Five years ago, Thomas Stanley and William Danko earned a small fortune by publishing a book titled The Millionaire Next Door. Its thrust was that people who create America’s wealth are penny-pinchers. It’s no fun to be a millionaire if you have to earn the cash yourself! On the other hand, they argued, it’s a little too much fun to be a millionaire if you get the money from mom and dad. These people are more likely than folks who don’t get money from mom and dad to run up big credit card bills, and they’re less likely to put their money into investments. (A weird exception, apparently, is teachers and college professors who are subsidized by mom and dad. They’re at least as frugal as those who receive no parental cash.) “The more dollars adult children receive,” wrote Stanley and Danko, “the fewer dollars they accumulate, while those who are given fewer dollars accumulate more.”
There is a silver lining. One way that these children of the wealthy are more spendthrift is in giving to charity:
On average, [parental] gift receivers donate significantly more to charity than do others in the same income categories. For example, gift receivers who have annual household incomes in the $100,000 category normally donate just under 6 percent of their annual incomes to charitable causes. The general population in this income category donates only about 3 percent. Gift receivers give in proportions that are much like those of households with annual incomes in the $200,000 to $400,000 bracket.

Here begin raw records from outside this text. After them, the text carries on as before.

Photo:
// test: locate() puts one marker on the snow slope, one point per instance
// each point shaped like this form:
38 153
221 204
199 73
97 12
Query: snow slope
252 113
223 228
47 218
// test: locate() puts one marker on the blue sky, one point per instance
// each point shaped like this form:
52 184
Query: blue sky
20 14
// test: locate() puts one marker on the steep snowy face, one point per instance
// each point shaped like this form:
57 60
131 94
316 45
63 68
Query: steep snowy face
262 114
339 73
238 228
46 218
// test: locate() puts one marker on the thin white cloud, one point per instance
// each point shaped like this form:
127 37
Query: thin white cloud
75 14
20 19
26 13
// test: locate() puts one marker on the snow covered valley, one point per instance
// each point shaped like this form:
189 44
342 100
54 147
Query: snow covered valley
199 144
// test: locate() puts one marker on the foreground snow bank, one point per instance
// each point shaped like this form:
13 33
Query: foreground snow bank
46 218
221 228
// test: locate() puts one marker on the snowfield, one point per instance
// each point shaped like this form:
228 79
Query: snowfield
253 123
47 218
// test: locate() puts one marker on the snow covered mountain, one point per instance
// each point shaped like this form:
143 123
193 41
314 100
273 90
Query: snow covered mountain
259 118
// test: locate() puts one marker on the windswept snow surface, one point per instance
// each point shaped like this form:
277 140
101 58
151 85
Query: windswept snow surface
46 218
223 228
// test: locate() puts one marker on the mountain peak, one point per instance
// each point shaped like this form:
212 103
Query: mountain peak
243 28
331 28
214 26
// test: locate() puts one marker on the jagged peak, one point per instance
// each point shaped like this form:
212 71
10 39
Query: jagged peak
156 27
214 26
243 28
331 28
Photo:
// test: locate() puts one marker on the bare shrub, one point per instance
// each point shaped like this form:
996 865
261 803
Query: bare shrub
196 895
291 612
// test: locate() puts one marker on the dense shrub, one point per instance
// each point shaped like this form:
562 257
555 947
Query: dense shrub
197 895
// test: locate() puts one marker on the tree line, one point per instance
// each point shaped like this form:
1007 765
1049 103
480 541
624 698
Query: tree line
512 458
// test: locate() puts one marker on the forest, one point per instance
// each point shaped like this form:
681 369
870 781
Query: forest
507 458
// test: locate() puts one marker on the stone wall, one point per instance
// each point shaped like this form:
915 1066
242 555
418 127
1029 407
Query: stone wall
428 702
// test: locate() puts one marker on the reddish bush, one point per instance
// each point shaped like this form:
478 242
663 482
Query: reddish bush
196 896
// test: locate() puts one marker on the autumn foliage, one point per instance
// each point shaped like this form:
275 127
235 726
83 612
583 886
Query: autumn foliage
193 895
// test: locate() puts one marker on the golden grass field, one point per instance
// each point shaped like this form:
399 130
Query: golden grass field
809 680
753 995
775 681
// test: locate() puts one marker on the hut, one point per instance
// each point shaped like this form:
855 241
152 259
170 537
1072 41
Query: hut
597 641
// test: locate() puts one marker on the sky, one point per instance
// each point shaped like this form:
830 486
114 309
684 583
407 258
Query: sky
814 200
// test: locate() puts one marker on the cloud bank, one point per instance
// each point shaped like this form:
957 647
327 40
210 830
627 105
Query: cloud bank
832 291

If I inherit $1 billion, quit the labor force, and give $999,000,000 away to charity (hey, I gotta live on something!), I can still be the sort of philanthropist Kaylan envisions, even though Holtz-Eakin will probably chide me for being an unemployed bum, and even though Stanley and Danko will probably call me irresponsible for pissing the family fortune away. Indeed, I’d probably be a net benefit to society even if I spent the remaining $1 million on booze and hookers and let my toenails grow 6 inches long. But how many such people are there? Chatterbox doesn’t know. More urgently, Chatterbox still needs to learn about the incidence of alcoholism, drug addiction, and other kinds of anti-social behavior among the idle rich compared to the population at large. If this research really hasn’t been done, it’s a great opportunity for some ambitious social scientist. You could probably get a fat grant from a big foundation funded by America’s wealthiest families.